Beyondblue CEO Kate Carnell used the National Day of Action Against Bullying and Violence on Friday to appeal to all Australians to think about how they can take action against bullying.
Carnell said people should follow the mantra of “If you see it, call it” to ensure bullies everywhere know their behaviour is unacceptable.
The National Day of Action Against Bullying and Violence was organised by Australian education authorities and saw schools across the country participate in order to strengthen the message that bullying and violence are never ok. The message is also an important one for the workplace, and if leaders do not take a stand against bullying, it could reinforce the idea that such behaviour is ok.
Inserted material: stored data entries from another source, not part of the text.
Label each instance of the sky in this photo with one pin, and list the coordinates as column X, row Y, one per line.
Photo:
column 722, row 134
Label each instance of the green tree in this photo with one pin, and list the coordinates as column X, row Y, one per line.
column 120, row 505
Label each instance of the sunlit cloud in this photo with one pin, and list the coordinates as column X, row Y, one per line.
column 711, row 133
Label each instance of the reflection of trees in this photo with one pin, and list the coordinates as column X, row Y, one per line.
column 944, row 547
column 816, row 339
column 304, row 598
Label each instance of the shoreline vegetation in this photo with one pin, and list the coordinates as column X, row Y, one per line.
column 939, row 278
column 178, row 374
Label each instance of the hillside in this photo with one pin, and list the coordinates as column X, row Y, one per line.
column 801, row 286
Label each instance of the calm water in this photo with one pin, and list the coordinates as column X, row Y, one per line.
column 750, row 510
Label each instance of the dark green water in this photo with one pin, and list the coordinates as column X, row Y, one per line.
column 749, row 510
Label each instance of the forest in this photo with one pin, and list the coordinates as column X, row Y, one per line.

“It doesn’t matter if it’s in the workplace, at school or online, any form of bullying is unacceptable,” Carnell said. “Bullying is a major cause of stress which, if it continues for a long-time, can lead to depression and anxiety. It can do real damage to people’s lives which is why we all have a responsibility to speak up and stop it where we can,” she said.
Recent figures by UMR Research revealed a staggering one in three workers have been bullied at work, and over half of them are the victim of persistent office gossip or malicious rumours. Micro managers breathing down employee's necks are a major complaint, with 57% reporting that they have been unfairly micromanaged at some point in their careers. In addition, ‘stolen thunder’, being blamed for other worker's mistakes’, ‘verbal abuse’ and ‘unjustified criticism’ were the main complaints of Australian workers.
In this study, co-workers were found to be the most common culprits, responsible for some 53% of bullying cases, followed by managers at 47%, supervisors at 36% and business owners at 16%.